Changer le monde à hauteur de collectivité

Municipalités et développement durable – deuxième partie

C’était la « relâche » scolaire. J’en ai profité, comme beaucoup de parents, pour prendre une pause loin de la ville. Charlevoix est l’oasis, depuis mon enfance. Encore aujourd’hui, la vue des montagnes m’apaise et la forêt de conifères enneigés m’accueille.

Guérison par la nature. Moment de rencontre entre l’humain et le reste du Vivant. Je suis petite et fragile au milieu des grands arbres et je suis bien ainsi. Un moment d’humilité, presque une demande de pardon pour tout ce que moi et les miens leur infligeons.

De retour à la chaleur du foyer… qui consume leur chair à grosses bûches.

Je ne peux m’empêcher de revoir dans ma tête la vision déprimante de Clermont, petite ville dans le creux des montagnes, vivant depuis toujours de son usine de papier. Je l’ai traversée dans ma voiture, au milieu d’autres voitures allant et venant sur la rue principale, long boulevard aux commerces clairsemés, entrecoupés de maisons aux rideaux tirés. À Clermont, sur la rue principale, les bibelots tremblent sur les tablettes lorsque passent les « dix-huit roues ».

Planifier et voir loin

À Clermont et dans bien d’autres villes et villages québécois, l’aménagement urbain laisse toute la place à la voiture et les principales artères rappellent, en miniature, le tristement célèbre Boulevard Taschereau, désert d’air pur et cancre de l’aménagement, bien connu des montréalais.

Cet état de fait me porte à explorer une première piste d’action pour le développement durable des municipalités, à leur portée et dans leurs prérogatives : la planification urbaine.

Une ville, petite ou grosse, est un tout complexe, à la fois géographique, à la fois bâti, à la fois social, à la fois économique. La forme urbaine et les choix faits à travers la réglementation, l’aménagement, les services et les infrastructures sont déterminants quant à la capacité d’une municipalité à assurer un développement durable de son territoire et une qualité de vie à ses citoyens.

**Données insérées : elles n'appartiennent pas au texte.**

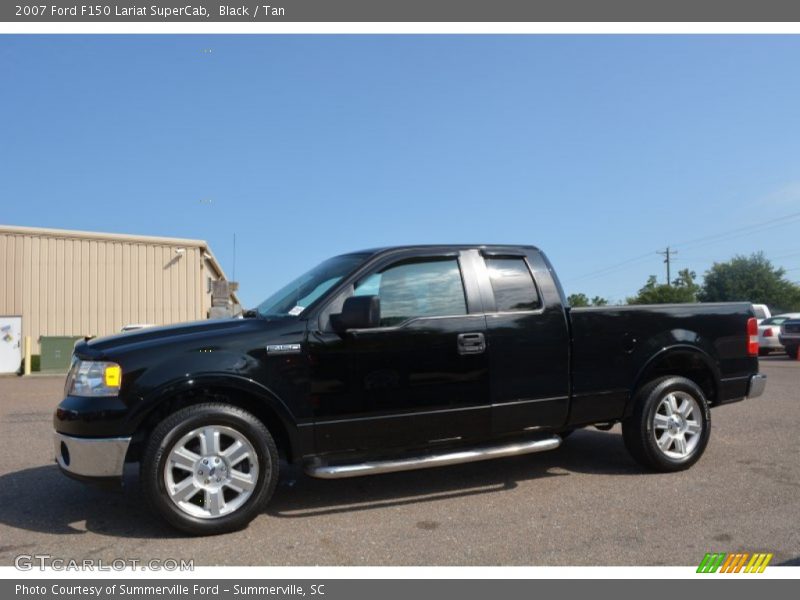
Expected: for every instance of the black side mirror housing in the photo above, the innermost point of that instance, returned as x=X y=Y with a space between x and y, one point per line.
x=358 y=312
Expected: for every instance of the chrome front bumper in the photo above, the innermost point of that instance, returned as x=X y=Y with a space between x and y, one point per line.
x=91 y=457
x=756 y=385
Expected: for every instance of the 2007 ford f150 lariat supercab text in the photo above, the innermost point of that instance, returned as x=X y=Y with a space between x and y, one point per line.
x=394 y=359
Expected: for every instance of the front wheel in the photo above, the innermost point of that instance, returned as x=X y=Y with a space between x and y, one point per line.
x=209 y=468
x=670 y=424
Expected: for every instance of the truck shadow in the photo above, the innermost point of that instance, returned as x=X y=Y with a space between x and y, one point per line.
x=41 y=499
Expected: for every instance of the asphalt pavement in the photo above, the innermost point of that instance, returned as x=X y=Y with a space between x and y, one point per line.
x=586 y=503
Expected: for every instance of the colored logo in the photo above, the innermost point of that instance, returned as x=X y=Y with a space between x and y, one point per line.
x=734 y=563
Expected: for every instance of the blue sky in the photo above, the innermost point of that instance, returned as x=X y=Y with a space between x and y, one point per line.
x=598 y=149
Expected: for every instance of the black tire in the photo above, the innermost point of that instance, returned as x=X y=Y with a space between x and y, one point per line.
x=639 y=431
x=224 y=418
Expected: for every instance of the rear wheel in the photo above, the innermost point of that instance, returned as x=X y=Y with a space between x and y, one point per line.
x=209 y=468
x=670 y=424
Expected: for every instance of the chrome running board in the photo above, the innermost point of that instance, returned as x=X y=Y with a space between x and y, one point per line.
x=427 y=461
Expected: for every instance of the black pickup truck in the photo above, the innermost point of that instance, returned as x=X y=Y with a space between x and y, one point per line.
x=394 y=359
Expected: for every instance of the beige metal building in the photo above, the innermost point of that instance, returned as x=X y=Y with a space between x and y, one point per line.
x=76 y=283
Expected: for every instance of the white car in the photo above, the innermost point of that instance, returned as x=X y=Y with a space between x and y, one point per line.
x=762 y=312
x=768 y=331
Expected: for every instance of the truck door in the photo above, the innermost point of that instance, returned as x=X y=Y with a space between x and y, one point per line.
x=528 y=342
x=420 y=377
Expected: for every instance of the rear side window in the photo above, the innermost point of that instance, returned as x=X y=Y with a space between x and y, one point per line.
x=512 y=283
x=424 y=288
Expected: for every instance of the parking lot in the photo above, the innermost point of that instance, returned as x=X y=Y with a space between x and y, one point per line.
x=586 y=503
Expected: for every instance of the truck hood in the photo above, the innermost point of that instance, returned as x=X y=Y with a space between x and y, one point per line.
x=157 y=336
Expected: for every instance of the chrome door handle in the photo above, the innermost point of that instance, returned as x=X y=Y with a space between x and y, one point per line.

En Amérique du Nord, les municipalités doivent gérer les effets d’un type de développement favorisant l’étalement de la population sur des territoires de plus en plus vastes. Ce mode d’occupation a largement contribué à l’augmentation des déplacements ; l’affluence des automobiles entraînant avec elle la congestion routière et l’augmentation des émissions de gaz carbonique (CO2) – responsable, avec le méthane, d’une bonne part du réchauffement climatique[1].

On peut penser que la tendance est inéluctable et qu’on ne peut remettre le banlieusard satisfait dans son vieux « quatre et demie » d’étudiant. Toutefois, on peut très bien aménager les villes et les villages pour donner le goût de les arpenter, d’y croiser ses concitoyens et de s’y sentir bien.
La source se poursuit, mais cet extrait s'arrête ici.